I met with Mrs. Desrochers last summer in my office. The hon. member for Hochelaga was kind enough to introduce me to her. She asked how much longer she must wait before something was done about it. I told her we were working on it and the police were working on it. She met with me again last week. She said she wanted the bill in place and she wanted the police to have these tools. The most important thing to her was that the bill might help the police to find the people who are responsible for her son's death.
There are few more eloquent explanations of why we are moving quickly on the bill. I think of that grieving mother. I think of that 11-year old boy who lost his life. I think of a gang war that continues. We do not know from day to day where another bomb might be found or where it might be exploded. The criminal law is not something that can react on an hourly basis either to judicial decisions we do not like or crises that arise in terms of crimes in the country. It is an instrument that should be brought to bear in those circumstances where we feel as parliamentarians it can help in a lawful, practical way.
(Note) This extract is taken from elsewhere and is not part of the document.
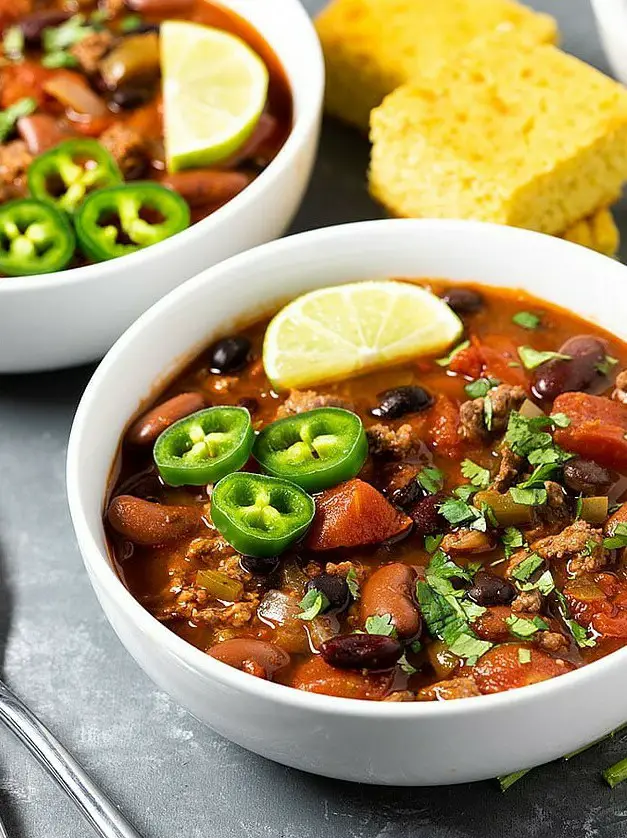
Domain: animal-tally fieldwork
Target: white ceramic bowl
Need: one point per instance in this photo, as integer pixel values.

This is a problem of long standing which is of significant concern to our second most populous province. It has asked for our help and our urgent action. We have produced a bill we think is lawful and which will make a difference. It is under those circumstances we have asked that its adoption be expedited.
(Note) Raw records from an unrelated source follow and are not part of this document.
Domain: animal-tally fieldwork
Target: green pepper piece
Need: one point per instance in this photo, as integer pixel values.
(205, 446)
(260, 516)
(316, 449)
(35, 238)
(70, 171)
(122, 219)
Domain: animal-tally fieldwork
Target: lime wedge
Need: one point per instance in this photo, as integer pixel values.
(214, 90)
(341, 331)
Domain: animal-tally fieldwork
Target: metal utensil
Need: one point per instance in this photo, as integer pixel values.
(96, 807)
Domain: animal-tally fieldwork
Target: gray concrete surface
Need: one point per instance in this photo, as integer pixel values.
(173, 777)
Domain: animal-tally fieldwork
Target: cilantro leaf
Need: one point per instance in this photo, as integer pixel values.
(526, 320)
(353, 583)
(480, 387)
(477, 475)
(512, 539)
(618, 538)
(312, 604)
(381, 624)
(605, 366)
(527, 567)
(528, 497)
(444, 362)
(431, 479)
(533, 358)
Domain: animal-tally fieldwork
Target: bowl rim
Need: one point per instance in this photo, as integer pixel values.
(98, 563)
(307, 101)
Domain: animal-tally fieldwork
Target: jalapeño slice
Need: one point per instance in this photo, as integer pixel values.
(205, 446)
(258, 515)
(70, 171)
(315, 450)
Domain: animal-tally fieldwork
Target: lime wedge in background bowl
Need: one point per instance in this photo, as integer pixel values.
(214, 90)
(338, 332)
I am sensitive to those who say that greater care should be taken and a longer look should be taken at this bill. It may be that the other place may have its own ideas too about when and how the bill is considered.
If it does become law in the next little while, I can see us saying that we will commit to monitoring its progress, to reviewing its operation, to seeing what we have learned from it in operation. I have discussed this matter with officials. They think it may need a period of a couple of years or three years before we are able to look meaningfully at what we have learned from it by the time the wiretaps are in place and there is some empirical data by police across the country.
I would be happy to say to the hon. member that the government will return within three years with a statistical assessment of how this bill has operated, what the effect has been, what judicial decisions have been reached under the bill, whether there have been challenges to its validity, what the police say about how valuable this is as a tool in their hands, what changes might be desirable from a policy or practice point of view. That would be useful. It should be done anyway, but I would be happy to undertake to the member that the government will do so if he would find it of assistance.